Plotting the evolution of the loss might be of major help in defining the values for the learning rate and the number of iterations.

In [None]:
b = tf.Variable(float(np.min(counts)))
s = tf.Variable(float(np.max(counts) - np.min(counts))/2)
T = tf.Variable(8.)
phi = tf.Variable(1.2)

def fitfun(x):
    return b + s * (1 + tf.sin(2*np.pi * x/T + phi))

def chi2():
    return tf.reduce_sum((counts - fitfun(t))**2 / counts)

optimizer = tf.keras.optimizers.Adam(3e-2)

losses = []
for epoch in range(1000):
    optimizer.minimize(chi2, var_list=[b, s, T, phi])
    losses.append (chi2().numpy())

plt.plot(losses)

## Draw the "final plot" 

Finally, you can produce the plot comparing hte fitted model to the observed data rate, by tuning the following snippet of code.

```python
## Plot the histogram
plt.figure(figsize=(12,3))
plt.xlabel("Time [m]")
plt.ylabel("Selected events")
plt.errorbar (t, counts, np.sqrt(contents), fmt='ko')
## Superpose the fitted model
plt.plot(t, fitfun(t), label="Fitted model", linewidth=3, color='red', zorder=10)
plt.legend()
plt.show()
```

In [None]:
## Plot the histogram
plt.figure(figsize=(12,3))
plt.xlabel("Time [m]")
plt.ylabel("Selected events")
plt.errorbar (t, counts, np.sqrt(counts), fmt='ko', label="CYGNO-SIM data")
## Superpose the fitted model
plt.plot(t, fitfun(t), label="Fitted model", linewidth=3, color='red', zorder=10)
plt.legend()
plt.show()

## Conclusion

In this notebook we have deployed a model stored on Minio and we fed it with the preprocessed data that your pipeline based on NATS has automatically uploaded to storage. 

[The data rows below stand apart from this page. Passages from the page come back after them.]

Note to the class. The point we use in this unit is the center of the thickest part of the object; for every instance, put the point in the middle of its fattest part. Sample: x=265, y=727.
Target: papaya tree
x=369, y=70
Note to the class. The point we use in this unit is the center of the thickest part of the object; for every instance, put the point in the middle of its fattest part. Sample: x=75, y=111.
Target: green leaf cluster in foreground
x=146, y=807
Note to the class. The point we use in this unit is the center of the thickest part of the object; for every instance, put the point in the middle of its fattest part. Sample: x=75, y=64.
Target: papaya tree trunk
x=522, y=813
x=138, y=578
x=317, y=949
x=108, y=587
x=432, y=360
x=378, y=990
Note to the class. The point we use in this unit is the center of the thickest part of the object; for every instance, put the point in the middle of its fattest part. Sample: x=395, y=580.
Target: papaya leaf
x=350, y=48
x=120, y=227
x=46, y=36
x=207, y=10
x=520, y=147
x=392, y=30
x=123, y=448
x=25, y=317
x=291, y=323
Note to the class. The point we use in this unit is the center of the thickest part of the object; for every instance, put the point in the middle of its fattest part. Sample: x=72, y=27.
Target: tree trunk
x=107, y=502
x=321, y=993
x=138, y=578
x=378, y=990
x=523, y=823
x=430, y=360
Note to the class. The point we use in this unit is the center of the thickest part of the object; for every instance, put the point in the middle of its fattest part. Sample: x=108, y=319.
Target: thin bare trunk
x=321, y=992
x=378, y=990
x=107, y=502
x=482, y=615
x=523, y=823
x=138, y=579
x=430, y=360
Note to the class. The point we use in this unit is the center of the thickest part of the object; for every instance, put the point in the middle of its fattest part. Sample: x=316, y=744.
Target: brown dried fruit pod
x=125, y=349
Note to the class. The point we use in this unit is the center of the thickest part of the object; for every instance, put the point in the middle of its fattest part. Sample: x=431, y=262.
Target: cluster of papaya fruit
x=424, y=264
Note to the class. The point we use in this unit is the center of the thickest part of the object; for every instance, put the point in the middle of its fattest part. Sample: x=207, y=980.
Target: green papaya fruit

Then we have analysed the data by performing a simple (probably simplistic) least-squared fit that enable to measure of the signal-to-background rate of our experiment.

Where to go from here?
 - You might try to replace the preprocessing step with a dask pipeline reading directly from the DAQ bucket;
 - Tomorrow you will learn how to insert a notebook in a MLFlow pipeline to keep updating the result as new data are acquired (for example for monitoring or real-time analysis purpose);
 - You can explore different thresholds and different models to explore enhance your DM signature.